Loudness in the Normal-Hearing Ear of Single- Sided Deaf Patients

Abstract

Background: Single-sided deafness (SSD) has been shown to lead to a reduction in inhibition and an increase in excitatory responses in inferior colliculus and auditory cortex in the ipsilateral hemisphere when sounds are presented to the normal ear. These increased excitatory responses may lead to an increase in loudness. Therefore, we examined SSD patients hypothesizing an increase in loudness compared to normal-hearing (NH) controls. Additionally, we examined the effect of cochlear implantation (CI) in the deaf ear on loudness in the normal ear of the SSD patients.

Methods: We applied the Oldenburg Adaptive Categorical Loudness Scaling (ACALOS) procedure monaurally on 16 adult NH subjects (age range 22-55 years) and 18 SSD subjects (age range 19-73 years). The NH subjects were tested at each ear and the SSD subjects were tested twice: 1 to 4 months before and 4 to 8 months after CI. Accordingly, data were fitted yielding 3 outcome measures: slope of the lower segment of the loudness function (mlow), slope of the higher segment (mhigh), and the level at the intersection of the two slopes (Lcut). Additionally, the effect of age and PTA thresholds on loudness was measured.

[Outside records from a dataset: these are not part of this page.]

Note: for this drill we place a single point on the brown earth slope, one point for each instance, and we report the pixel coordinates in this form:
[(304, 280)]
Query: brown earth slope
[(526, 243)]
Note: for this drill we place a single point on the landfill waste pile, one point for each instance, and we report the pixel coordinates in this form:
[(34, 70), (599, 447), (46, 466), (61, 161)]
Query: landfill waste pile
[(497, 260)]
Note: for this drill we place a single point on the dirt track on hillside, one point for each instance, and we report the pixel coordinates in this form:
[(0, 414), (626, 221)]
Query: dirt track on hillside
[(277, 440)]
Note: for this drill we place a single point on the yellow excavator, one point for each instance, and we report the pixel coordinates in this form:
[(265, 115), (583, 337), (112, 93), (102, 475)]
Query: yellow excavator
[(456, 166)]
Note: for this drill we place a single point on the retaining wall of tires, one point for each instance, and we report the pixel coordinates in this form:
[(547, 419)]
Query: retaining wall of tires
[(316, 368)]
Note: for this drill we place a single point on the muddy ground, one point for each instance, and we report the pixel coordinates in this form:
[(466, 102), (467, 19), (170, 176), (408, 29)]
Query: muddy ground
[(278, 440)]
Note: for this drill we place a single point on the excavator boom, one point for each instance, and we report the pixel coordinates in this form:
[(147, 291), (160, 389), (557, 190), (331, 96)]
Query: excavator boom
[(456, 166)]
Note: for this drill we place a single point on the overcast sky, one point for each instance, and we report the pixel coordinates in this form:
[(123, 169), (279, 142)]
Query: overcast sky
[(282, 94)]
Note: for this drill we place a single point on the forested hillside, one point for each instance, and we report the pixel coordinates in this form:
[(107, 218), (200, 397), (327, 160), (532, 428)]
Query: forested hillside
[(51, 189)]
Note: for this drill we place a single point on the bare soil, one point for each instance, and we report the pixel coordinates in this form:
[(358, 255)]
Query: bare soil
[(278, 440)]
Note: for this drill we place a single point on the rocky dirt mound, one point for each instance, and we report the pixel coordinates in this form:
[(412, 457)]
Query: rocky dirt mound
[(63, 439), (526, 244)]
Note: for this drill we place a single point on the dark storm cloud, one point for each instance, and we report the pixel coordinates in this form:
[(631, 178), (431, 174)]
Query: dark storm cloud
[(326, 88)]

Results: Firstly, the level at the intersection of the two slopes, Lcut, was lower for SSD subjects than for NH subjects by 2 to 8 dB (p = 0.060), most prominently at 0.5 and 1 kHz, which reflects an increase in loudness in the SSD group. Secondly, Lcut increased with older age and PTA thresholds. Thus, the older age and hearing loss resulted in a decrease of loudness, while SSD seemed to result in an increase of loudness. Lastly, CI of the deaf ear had no significant effect on loudness in the normal ear of the SSD patients.

Conclusion: Our data confirmed the hypothesis of an increase in loudness, although age and hearing loss counteracted this effect slightly. Nevertheless, we assume that the increase in loudness is caused by an increase in excitatory neural responses in the ipsilateral hemisphere, which in its turn is caused by a reduction in inhibition from the contralateral ear.